Toccando una superficie con le loro ventose, polpi e calamari riescono a percepirne i possibili sapori.
Quando Nicholas Bellono e Ryan Hibbs vi parlano del gusto del polpo, non si tratta di gastronomia.
Questi due ricercatori – rispettivamente dell'Università di Harvard e dell'Università della California a San Diego – e i loro colleghi si interessano all'acquisizione e all'uso di questo senso da parte dei cefalopodi e pubblicano due studi su Nature, che dedica la copertina dell'edizione del 13 aprile a loro.
Queste opere 'mostrano come questi animali 'gustano toccando' e come l'evoluzione li abbia dotati di una capacità sensoriale perfettamente adattata al loro modo di vivere', decifra la rivista scientifica in un articolo per il grande pubblico.
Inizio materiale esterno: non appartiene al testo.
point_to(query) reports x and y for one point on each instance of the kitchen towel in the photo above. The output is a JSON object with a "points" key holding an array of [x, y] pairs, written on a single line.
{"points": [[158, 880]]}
Va detto che con un numero di neuroni maggiore nelle braccia che nel cervello centrale, i polpi sono particolarmente affascinanti.
“I ricercatori hanno scoperto che i recettori sensoriali del polpo tendono a legarsi a molecole che non si dissolvono in acqua, suggerendo che questi recettori sono ottimizzati per rilevare segnali chimici su superfici come le squame dei pesci, il fondo del mare o le stesse uova del polpo”, continua Nature.
Dotati di un'ampia varietà di molecole sulle loro ventose, i polpi potrebbero quindi determinare rapidamente il gusto delle cose, senza dover inviare le informazioni al cervello per decidere se ciò che toccano è commestibile o meno, suppongono i ricercatori.
Confrontando i genomi dei calamari con quelli dei polpi, i ricercatori hanno anche capito come i loro recettori sensoriali si siano evoluti indipendentemente l'uno dall'altro dal loro antenato comune, circa 300 milioni di anni fa, per adattarsi al meglio al loro modo di vivere: galleggiare nel mezzo dell'acqua per i calamari, appoggiata sul fondo per il polpo.